Di var non ho tenuto conto dato che si trova su un'altra partizione.

Come detto è un sistema con un'installazione minimale (l'unico "fronzolo" è XFree, con twm, che serve per alcuni programmi di p2p).

Direi che dovrei dare una pulita a portage, ma come?

Usando lo script lo script distclean regolarmente non dovrei essere a posto?

----------

## randomaze

 *micron wrote:*   

> 
> 
> Direi che dovrei dare una pulita a portage, ma come?
> 
> 

 

potresti provare a cancellare l'intera directory "distfiles", il prezzo da pagare é che se riemergi qualcosa che giá avevi se lo deve riscaricare.

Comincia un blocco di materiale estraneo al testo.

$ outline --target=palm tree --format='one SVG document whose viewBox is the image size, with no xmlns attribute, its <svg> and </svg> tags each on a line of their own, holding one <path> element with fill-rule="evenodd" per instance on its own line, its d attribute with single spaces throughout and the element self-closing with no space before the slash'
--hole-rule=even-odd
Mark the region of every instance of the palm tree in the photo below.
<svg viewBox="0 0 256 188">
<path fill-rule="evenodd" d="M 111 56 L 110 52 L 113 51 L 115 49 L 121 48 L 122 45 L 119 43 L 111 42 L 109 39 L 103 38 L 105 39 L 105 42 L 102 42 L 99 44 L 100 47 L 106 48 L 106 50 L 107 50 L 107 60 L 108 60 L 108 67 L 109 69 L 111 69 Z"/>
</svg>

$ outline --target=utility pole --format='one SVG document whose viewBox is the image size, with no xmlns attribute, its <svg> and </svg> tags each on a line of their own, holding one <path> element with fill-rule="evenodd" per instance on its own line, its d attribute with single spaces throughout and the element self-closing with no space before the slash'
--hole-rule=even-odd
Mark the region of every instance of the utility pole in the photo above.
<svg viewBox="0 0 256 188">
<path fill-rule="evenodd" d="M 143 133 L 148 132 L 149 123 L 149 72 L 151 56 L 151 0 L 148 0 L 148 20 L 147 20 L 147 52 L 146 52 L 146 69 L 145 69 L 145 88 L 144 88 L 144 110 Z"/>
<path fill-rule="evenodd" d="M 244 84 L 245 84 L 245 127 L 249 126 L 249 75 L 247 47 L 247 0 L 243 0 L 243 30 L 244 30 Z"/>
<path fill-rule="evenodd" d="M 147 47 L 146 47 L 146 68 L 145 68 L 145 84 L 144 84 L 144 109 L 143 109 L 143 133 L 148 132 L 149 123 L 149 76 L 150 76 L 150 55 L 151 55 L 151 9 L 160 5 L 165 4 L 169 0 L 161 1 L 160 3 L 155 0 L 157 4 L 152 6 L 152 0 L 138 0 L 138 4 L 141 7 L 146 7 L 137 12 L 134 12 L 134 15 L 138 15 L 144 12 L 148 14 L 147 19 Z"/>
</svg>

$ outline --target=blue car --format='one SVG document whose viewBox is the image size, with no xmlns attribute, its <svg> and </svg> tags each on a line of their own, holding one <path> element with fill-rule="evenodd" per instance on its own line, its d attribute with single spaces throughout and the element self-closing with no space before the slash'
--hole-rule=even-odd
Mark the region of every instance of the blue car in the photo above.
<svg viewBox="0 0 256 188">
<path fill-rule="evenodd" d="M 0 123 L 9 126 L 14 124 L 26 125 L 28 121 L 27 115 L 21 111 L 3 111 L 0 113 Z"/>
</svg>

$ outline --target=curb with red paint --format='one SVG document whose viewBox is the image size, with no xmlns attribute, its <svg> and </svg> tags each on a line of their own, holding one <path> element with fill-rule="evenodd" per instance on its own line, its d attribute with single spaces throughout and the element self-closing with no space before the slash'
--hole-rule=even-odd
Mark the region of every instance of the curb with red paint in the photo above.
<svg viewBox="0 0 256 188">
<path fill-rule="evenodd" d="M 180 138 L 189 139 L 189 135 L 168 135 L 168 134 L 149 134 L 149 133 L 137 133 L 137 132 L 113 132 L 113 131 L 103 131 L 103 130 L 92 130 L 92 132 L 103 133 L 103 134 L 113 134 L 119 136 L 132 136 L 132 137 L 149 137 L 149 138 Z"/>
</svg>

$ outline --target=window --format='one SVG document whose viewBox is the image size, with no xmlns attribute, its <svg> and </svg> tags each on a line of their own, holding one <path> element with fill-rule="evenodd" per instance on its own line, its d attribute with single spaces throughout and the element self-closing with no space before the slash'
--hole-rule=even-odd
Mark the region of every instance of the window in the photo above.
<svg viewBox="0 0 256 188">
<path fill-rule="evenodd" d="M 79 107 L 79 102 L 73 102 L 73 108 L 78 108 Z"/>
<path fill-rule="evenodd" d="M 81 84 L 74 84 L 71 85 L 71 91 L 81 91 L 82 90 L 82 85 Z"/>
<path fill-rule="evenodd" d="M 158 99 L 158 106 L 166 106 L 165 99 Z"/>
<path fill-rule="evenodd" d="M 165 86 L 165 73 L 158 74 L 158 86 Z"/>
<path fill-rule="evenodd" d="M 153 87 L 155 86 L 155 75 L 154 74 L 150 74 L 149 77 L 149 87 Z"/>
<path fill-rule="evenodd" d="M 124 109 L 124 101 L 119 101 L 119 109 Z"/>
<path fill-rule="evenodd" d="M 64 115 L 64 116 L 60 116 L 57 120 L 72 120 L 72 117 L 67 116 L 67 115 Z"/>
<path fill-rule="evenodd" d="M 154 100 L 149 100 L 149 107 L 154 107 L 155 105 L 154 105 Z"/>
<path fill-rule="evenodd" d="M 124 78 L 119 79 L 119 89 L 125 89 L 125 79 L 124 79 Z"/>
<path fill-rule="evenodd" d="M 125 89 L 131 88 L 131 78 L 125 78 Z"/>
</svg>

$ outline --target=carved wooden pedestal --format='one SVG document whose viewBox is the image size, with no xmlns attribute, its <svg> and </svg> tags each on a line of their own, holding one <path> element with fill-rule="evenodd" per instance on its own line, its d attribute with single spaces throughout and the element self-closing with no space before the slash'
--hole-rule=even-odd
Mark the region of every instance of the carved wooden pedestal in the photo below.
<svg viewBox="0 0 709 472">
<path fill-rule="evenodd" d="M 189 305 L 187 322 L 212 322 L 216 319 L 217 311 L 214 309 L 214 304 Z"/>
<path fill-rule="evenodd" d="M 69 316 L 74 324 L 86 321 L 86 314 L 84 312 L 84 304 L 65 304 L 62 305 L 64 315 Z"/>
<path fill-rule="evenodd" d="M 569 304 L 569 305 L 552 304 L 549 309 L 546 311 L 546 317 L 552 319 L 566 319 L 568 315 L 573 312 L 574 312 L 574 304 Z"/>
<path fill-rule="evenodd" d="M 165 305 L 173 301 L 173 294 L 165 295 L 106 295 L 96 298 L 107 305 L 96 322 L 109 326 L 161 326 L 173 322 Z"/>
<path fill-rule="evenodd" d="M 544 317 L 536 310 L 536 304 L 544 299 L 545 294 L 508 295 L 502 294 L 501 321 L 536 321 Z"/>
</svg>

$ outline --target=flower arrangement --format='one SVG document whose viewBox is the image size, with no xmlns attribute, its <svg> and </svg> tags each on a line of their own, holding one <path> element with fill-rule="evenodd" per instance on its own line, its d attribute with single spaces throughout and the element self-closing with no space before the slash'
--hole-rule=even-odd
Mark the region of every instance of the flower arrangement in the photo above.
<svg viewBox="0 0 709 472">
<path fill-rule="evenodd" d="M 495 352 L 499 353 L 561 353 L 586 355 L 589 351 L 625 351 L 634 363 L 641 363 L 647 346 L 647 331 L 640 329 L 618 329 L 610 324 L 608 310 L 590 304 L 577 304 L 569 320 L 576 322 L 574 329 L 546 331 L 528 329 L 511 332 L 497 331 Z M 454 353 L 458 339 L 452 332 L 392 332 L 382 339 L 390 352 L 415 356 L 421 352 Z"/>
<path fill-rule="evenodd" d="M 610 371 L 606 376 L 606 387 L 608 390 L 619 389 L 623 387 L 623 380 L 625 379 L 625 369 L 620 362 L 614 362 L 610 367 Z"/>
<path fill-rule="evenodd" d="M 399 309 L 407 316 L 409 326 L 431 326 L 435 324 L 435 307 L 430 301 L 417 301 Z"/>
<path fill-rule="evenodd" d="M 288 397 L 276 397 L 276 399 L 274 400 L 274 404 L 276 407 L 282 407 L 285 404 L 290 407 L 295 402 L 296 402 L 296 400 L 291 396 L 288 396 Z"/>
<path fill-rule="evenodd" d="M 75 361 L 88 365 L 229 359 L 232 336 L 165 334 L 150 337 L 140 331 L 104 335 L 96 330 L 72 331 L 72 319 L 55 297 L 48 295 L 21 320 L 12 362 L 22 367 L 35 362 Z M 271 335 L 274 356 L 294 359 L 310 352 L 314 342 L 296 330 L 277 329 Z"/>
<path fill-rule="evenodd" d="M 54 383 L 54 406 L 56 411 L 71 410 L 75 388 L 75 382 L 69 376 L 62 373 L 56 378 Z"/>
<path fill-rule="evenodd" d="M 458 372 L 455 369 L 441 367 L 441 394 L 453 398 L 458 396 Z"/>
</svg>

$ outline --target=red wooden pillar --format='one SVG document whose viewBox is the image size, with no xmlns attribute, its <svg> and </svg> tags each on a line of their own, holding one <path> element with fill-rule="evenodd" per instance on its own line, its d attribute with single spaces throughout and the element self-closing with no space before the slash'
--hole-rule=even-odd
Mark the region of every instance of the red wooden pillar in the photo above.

A occhio dovresti liberare +o- 300M

----------

## augustus

Occhio anche alle CFLAGS utilizzate: -O3 crea binari sovraottimizzati ed eccessivamente larghi.Con un -O2 o -Os risparmieresti un bel po' di spazio...

----------

## shev

Anche /usr/src potresti snellire, eliminando i sorgenti di almeno quei kernel che non usi (se non di tutti). Oltre ovviamente all'onnipresente distfiles  :Wink: 

p.s.: sulle cflags del post precedente considera soprattutto -Os, dovrebbe essere l'ideale per la tua situazione

----------

## micron

 *randomaze wrote:*   

> potresti provare a cancellare l'intera directory "distfiles", il prezzo da pagare é che se riemergi qualcosa che giá avevi se lo deve riscaricare.
> 
> A occhio dovresti liberare +o- 300M

 

distfiles mi occupa 450M, però preferisco tenerla... non si sa mai.

Ho poi scoperto che sotto /usr/src avevo due kernel  :Exclamation:  --> ho subito aggiornato il sistema  :Smile: 

Per quanto riguarda il discorso delle ottimizzazioni penso prenderò in considerazione il passaggio da O3 a Os. Grazie per l'hint!!

----------

## abissiblu

premetto che non conosco la programmazione linux, ma ho letto che molti di noi hanno il problema di ripulire gentoo dalle vecchie versioni dei files scaricati in /usr/portage/distfiles e mi sembra che la strrada seguita sia la cancellazione del contenuto della stessa con la successiva necessità di riscaricare tutto nuovamente.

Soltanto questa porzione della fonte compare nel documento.